The taskforce found one gang that had allegedly targeted 15 ATMs across metropolitan Sydney, affecting tens of thousands of people and nabbing around $100,000.
Commander of the NSW Fraud and Cybercrime Squad, Detective Superintendent Col Dyson, told iTnews the alleged gang focused on two types of ATM design, with one particularly “sophisticated” skimming device entirely self contained and accompanied by a tiny video camera.

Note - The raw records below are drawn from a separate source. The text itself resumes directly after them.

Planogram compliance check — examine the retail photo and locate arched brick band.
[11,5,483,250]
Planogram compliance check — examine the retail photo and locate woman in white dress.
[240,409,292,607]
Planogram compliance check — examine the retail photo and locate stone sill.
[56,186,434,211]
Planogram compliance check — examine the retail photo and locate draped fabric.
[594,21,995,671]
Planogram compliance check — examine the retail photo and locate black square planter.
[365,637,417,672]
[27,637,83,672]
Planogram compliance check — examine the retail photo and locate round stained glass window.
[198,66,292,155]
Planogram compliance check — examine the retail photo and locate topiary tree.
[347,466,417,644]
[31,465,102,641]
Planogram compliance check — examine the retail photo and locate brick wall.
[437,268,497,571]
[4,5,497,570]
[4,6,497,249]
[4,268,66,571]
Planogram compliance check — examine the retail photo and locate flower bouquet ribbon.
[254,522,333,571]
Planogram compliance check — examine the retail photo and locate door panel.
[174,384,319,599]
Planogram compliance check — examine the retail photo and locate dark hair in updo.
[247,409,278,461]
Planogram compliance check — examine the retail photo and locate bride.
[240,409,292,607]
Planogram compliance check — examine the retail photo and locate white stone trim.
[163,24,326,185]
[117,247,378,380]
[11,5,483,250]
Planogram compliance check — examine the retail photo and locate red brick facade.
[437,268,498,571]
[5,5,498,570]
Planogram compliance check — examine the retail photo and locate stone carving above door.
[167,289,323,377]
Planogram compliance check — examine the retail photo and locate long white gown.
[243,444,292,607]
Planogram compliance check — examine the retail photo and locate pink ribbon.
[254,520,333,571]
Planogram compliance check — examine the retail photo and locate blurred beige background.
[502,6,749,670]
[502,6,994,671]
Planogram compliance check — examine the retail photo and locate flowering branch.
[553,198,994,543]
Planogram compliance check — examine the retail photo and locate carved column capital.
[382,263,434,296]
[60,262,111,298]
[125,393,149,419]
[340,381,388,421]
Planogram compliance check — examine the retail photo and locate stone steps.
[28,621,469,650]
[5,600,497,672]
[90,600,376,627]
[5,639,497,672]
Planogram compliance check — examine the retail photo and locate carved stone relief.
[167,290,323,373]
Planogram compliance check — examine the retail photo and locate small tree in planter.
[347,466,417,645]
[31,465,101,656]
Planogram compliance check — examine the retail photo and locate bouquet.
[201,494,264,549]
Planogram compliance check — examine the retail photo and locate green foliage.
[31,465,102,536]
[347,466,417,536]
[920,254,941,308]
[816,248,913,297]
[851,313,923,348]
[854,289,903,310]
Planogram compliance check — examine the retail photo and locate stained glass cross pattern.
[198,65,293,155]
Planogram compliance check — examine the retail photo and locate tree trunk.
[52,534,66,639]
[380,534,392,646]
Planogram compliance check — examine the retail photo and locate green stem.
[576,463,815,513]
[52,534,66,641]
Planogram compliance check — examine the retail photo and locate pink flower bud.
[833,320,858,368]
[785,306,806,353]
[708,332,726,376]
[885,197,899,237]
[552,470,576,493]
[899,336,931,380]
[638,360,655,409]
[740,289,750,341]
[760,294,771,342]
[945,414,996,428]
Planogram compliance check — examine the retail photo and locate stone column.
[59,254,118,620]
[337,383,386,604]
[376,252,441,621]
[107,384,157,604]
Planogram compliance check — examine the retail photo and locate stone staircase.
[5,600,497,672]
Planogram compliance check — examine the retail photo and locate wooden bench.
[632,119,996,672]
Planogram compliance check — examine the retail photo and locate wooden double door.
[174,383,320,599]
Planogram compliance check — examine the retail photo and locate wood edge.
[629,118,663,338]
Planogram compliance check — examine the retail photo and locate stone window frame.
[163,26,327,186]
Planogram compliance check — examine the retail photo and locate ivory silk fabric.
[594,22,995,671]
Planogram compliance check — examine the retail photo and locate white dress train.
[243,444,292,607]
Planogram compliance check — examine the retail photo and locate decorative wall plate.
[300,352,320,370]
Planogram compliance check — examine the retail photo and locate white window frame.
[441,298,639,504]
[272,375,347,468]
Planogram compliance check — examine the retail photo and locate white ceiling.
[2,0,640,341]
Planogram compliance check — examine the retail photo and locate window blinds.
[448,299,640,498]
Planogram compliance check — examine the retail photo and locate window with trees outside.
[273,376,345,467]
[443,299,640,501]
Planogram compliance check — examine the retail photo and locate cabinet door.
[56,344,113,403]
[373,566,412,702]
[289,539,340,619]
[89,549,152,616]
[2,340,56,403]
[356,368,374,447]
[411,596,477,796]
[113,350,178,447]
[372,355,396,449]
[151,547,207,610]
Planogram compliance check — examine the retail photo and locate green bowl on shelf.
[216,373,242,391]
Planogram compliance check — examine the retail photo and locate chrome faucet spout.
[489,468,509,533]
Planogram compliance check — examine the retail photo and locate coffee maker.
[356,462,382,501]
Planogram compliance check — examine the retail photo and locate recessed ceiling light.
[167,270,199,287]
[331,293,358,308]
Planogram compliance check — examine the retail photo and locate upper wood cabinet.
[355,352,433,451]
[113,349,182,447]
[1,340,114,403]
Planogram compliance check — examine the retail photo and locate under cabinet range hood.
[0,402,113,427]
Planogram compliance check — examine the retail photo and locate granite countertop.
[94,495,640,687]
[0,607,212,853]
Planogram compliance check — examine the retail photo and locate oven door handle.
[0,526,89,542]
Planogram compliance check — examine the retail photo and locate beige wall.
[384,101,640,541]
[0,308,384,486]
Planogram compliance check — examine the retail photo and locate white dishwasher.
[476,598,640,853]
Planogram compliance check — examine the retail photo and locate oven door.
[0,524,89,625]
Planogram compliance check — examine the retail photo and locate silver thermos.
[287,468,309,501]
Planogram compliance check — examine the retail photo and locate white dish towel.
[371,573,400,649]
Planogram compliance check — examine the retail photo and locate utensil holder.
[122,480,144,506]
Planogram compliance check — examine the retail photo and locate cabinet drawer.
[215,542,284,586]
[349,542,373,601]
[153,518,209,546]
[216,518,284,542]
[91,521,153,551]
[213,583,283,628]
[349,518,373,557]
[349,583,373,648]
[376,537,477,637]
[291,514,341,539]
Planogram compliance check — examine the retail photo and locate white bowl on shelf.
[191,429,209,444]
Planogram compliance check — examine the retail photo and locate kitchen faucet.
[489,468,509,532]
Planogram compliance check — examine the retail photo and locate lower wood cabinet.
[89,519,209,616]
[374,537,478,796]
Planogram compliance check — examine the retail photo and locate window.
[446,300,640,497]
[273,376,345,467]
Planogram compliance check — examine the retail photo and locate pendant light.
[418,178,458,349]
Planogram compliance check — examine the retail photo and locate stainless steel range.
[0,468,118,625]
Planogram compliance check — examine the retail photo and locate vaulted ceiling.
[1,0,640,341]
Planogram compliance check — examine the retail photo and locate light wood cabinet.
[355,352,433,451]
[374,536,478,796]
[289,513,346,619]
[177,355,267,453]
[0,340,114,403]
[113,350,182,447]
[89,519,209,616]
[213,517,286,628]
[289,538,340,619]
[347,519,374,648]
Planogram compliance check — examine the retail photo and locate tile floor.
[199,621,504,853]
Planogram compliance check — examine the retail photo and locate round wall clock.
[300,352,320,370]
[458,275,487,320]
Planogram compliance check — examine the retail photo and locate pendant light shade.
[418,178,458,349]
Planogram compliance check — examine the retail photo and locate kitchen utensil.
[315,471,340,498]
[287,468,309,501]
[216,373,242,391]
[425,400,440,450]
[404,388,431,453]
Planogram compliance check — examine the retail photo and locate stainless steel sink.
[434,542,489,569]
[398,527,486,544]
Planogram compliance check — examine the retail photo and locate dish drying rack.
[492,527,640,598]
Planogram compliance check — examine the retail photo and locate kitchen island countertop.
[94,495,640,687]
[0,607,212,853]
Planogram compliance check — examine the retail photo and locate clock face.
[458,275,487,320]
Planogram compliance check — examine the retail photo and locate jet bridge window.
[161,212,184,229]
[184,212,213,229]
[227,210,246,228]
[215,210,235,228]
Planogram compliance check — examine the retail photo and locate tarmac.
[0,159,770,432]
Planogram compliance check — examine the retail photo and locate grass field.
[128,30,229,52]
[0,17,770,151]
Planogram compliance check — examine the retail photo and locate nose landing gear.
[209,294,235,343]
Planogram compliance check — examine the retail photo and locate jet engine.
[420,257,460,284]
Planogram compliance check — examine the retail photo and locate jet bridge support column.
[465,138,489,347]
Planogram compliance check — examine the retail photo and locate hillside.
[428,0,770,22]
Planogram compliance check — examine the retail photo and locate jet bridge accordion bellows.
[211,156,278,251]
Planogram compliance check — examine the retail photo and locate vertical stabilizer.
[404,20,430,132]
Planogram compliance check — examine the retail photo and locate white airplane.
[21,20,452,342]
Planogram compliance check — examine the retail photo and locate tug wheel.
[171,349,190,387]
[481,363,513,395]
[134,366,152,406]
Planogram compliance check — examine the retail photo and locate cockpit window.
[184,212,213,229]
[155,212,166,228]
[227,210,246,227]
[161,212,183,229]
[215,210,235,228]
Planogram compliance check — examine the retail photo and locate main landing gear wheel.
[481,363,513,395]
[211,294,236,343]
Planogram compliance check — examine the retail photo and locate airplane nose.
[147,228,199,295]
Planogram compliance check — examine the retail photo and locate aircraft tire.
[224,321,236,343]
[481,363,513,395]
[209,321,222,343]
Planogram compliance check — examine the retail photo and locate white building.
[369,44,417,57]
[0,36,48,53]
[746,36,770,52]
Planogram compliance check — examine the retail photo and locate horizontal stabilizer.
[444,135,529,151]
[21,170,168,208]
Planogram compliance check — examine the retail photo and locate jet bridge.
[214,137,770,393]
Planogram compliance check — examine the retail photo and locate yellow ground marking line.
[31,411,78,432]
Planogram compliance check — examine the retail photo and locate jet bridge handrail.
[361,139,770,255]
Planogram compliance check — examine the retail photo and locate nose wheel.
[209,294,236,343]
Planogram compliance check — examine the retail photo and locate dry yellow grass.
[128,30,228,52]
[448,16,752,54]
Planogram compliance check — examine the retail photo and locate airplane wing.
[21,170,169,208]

Dyson declined to provide detail on how the devices were being manufactured, but said NSW Police were aware the gang was using 3D printers and CAD technology. “These devices are actually manufactured for specific models of ATMs so they fit better and can’t be detected as easily,” he said. “Banks and ATM builders were engaged in an ongoing war with skimmers, constantly developing new methods to defeat the devices while criminals figured out how to thwart them.” For customers, it is “difficult if not impossible” to tell if an ATM has a skimming device attached, Dyson said. The most effective method users can deploy to escape being compromised is simply to cover the keypad as they enter their pin.
NSW Police said they had traced some of the stolen funds to Romania, where it believed the gang originated.